Mi riferisco all’approvazione del Piano assunzionale del Comune di Napoli, che prevede mille assunzioni nei prossimi tre anni. È sicuramente un fatto positivo, di grande importanza, per i cittadini innanzitutto che sono costretti ogni giorno a subire i disagi determinati anche dall’insufficienza dell’organico, ma il punto è che di queste mille assunzioni solo dieci sono riservate a nuovi assistenti sociali.

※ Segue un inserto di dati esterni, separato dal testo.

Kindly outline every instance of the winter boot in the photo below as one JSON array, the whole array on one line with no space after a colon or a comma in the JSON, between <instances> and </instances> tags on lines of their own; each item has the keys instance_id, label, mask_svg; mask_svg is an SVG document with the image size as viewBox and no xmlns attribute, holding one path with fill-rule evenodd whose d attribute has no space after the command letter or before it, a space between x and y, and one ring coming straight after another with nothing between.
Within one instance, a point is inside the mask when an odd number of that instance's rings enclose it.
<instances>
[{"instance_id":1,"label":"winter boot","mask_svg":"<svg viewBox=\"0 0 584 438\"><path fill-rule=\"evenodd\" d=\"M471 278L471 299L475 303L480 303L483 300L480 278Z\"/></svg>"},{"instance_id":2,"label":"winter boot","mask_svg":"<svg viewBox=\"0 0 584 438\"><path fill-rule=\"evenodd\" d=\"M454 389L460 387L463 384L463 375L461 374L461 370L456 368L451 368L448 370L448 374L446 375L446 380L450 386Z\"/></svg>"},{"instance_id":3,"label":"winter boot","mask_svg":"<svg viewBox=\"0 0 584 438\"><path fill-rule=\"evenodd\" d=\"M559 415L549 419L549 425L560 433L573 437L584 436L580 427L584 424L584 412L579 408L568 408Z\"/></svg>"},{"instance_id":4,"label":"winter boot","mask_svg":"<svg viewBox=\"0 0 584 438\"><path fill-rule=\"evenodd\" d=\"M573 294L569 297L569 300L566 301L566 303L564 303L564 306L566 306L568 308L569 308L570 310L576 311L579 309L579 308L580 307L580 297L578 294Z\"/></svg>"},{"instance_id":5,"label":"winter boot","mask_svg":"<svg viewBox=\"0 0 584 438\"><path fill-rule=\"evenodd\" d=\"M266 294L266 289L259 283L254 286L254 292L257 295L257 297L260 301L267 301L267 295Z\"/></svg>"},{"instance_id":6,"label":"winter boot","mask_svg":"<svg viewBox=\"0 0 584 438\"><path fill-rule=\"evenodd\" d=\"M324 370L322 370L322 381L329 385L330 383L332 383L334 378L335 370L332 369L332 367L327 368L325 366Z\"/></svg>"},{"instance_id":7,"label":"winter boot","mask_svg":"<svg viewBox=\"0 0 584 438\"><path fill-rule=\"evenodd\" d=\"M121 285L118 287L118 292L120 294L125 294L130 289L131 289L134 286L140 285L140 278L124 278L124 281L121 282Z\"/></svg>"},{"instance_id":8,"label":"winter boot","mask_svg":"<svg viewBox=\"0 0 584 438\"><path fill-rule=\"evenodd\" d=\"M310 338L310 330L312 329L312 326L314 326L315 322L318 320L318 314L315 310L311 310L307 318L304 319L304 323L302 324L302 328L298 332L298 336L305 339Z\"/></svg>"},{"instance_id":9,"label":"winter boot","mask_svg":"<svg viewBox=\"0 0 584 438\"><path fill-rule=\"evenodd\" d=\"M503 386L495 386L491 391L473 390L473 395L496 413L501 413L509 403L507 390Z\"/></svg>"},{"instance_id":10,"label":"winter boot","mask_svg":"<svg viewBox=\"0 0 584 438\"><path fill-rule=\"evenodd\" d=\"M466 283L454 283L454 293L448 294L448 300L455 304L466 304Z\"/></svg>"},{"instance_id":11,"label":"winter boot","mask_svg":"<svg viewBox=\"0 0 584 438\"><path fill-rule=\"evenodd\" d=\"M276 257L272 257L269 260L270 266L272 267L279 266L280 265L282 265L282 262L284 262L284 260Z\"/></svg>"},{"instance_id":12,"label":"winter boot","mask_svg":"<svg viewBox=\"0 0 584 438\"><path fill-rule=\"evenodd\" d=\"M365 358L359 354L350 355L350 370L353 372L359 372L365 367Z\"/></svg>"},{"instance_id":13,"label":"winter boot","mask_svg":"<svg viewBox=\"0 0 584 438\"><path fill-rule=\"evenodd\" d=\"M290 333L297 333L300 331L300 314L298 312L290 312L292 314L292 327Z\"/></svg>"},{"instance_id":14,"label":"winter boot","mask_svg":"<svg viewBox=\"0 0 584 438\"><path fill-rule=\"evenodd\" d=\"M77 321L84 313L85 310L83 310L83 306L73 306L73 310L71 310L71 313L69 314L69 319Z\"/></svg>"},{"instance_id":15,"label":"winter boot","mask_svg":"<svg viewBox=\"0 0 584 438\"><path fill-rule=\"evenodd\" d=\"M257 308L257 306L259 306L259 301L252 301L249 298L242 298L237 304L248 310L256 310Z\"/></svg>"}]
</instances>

Sono consapevole che per essere semplicemente in linea con la media nazionale il Comune di Napoli dovrebbe avere poco meno di 6.000 dipendenti, al posto dei 4.800 attuali. Così come mi è chiaro che i limiti imposti agli enti in riequilibrio non ci consentivano un numero di assunzioni maggiore dei mille che finiranno sostanzialmente per rimpiazzare il personale che andrà in pensione. Tuttavia, pur nella consapevolezza che non c’è una sola categoria di lavoratori del Comune che non sia sottodimensionata, chiederò che agli assistenti sociali sia riservata una presenza più rilevante.
Per legge, ogni comune dovrebbe avere almeno un assistente sociale ogni 5.000 abitanti. A Napoli, che ha una popolazione comunale di 957mila abitanti, sono attualmente 152 presso i CSS delle Municipalità, quando dovrebbero essere invece 192. Ma il calcolo puramente aritmetico non fotografa con sufficiente chiarezza la reale necessità di un territorio critico come il nostro. Ieri ho pubblicato un post nel quale riprendevo la classifica annuale del Sole 24 Ore sulla qualità della vita. Napoli è all’ultimo posto in Italia per quella dei bambini fino a 14 anni.
Un numero molto significativo dei nostri minori cresce male perché vive in condizioni inaccettabili, al di sotto di ogni standard nazionale. Dovremmo stampare questa frase e affiggerla in ogni ufficio pubblico, in modo da non fingerci sorpresi di fronte al bollettino di guerra delle violenze che ha assunto un carattere endemico nella nostra città. Molti bambini crescono male e hanno bisogno di aiuto, è nostro dovere fornirglielo.
È compito della politica offrire un supporto concreto, dove famiglie e scuola non riescono da sole a far fronte al fenomeno. Molti nostri giovani crescono in una condizione di disagio economico, sociale, con un forte deficit valoriale perché siamo noi a non riuscire a rendere i nostri valori autorevoli. Non riusciamo a trasformarli in volano al servizio di una pedagogia comportamentale e li lasciamo così in preda di un universo simbolico fatto di miti criminali, legge del più forte, del branco che sostituisce il concetto di collettività. Serve un investimento straordinario, di fronte al quale dieci nuovi assistenti sociali hanno lo stesso effetto di un impacco caldo sulle malattie incurabili.
Lo ribadisco: dobbiamo occuparci dei giovani, anche se non votano.